Ellen Cobb

Personal information
- Nationality: British
- Born: 14 December 1940 (age 85)
- Occupation: Judoka

Sport
- Sport: Judo
- Weight class: +72 kg

Medal record
Representing Great Britain
European Championships
| Bronze medal – third place | 1975 Munich | -72kg |
| Bronze medal – third place | 1976 Vienna | +72kg |

Profile at external databases
- JudoInside.com: 4916

= Ellen Cobb =

British judoka (born 1940)

Ellen Cobb (born 14 December 1940) is a retired British judoka and a massage therapist.

==Career==
Cobb began her judo training around 1965. She competed successfully in both national and international judo competitions and primarily ran matches in the over-72 kilograms weight class. An article in the UK Judo magazine credits her with being the first female British judoka to earn a gold medal in international competition, after Cobb placed first in a 1972 event in Belgrade.
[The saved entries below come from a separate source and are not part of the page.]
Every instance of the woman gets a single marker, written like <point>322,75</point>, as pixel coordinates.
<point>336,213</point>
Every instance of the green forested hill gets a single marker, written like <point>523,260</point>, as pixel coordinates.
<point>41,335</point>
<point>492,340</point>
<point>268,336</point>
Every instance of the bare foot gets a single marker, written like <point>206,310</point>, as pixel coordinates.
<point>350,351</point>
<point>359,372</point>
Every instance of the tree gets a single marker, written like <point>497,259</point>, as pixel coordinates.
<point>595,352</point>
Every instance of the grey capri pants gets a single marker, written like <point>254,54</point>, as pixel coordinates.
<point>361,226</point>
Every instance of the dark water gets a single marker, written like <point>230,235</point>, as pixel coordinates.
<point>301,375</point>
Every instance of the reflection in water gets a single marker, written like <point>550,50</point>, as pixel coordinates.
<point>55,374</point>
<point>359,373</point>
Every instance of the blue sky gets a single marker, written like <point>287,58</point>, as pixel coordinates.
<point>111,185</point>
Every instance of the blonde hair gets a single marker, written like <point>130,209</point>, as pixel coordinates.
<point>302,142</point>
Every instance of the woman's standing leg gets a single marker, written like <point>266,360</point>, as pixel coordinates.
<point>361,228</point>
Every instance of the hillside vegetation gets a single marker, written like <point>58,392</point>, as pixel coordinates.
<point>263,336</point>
She won medals at two European Judo Championships, placing third in 1975 in the Half Heavyweight category, and second in 1976 in the Heavyweight category. As of 2015, she holds the record for oldest female medal winner in the European Judo Championships at the age of 35 in 1976.
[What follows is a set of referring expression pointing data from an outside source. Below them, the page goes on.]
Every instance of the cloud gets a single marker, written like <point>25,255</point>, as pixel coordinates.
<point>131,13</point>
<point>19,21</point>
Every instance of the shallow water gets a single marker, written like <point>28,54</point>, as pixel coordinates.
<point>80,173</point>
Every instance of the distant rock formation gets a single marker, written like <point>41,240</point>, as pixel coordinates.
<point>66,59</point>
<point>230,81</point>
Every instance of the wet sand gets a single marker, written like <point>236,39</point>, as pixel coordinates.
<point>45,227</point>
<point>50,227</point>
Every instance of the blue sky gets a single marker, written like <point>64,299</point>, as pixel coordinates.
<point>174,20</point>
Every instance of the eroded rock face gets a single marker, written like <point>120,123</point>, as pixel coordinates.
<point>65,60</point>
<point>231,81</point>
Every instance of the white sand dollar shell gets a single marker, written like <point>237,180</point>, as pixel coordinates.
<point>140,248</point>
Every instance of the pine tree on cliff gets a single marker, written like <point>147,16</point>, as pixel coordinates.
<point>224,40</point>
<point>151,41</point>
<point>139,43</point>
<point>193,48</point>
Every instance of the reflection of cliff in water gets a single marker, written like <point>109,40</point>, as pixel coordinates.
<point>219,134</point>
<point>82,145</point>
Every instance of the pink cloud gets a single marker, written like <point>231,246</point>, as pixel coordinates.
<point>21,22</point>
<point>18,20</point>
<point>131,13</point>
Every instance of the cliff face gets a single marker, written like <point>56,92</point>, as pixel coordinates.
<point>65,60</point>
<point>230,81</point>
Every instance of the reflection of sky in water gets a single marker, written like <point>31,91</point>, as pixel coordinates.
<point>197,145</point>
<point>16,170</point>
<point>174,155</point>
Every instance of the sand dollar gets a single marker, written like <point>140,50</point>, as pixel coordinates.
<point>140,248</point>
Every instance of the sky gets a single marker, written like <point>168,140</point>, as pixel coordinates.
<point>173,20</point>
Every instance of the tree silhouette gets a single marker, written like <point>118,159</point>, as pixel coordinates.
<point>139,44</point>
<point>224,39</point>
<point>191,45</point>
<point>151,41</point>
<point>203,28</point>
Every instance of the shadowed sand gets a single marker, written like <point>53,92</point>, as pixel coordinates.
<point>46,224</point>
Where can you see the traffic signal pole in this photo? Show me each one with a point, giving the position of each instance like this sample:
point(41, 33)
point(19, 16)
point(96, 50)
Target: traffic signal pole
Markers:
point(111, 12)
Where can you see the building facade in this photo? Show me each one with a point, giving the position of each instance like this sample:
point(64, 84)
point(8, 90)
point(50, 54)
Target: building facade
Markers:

During 1977, Cobb was a full-time judo instructor. and she became champion of Great Britain, winning the heavyweight division at the British Judo Championships. On 20 January 2002, she was promoted to 8th Dan.

Since retiring from judo competition in the 1980s, Cobb has trained in multiple types of massage therapy, including Bowen technique, and now operates her own therapy centre in Hampshire, England.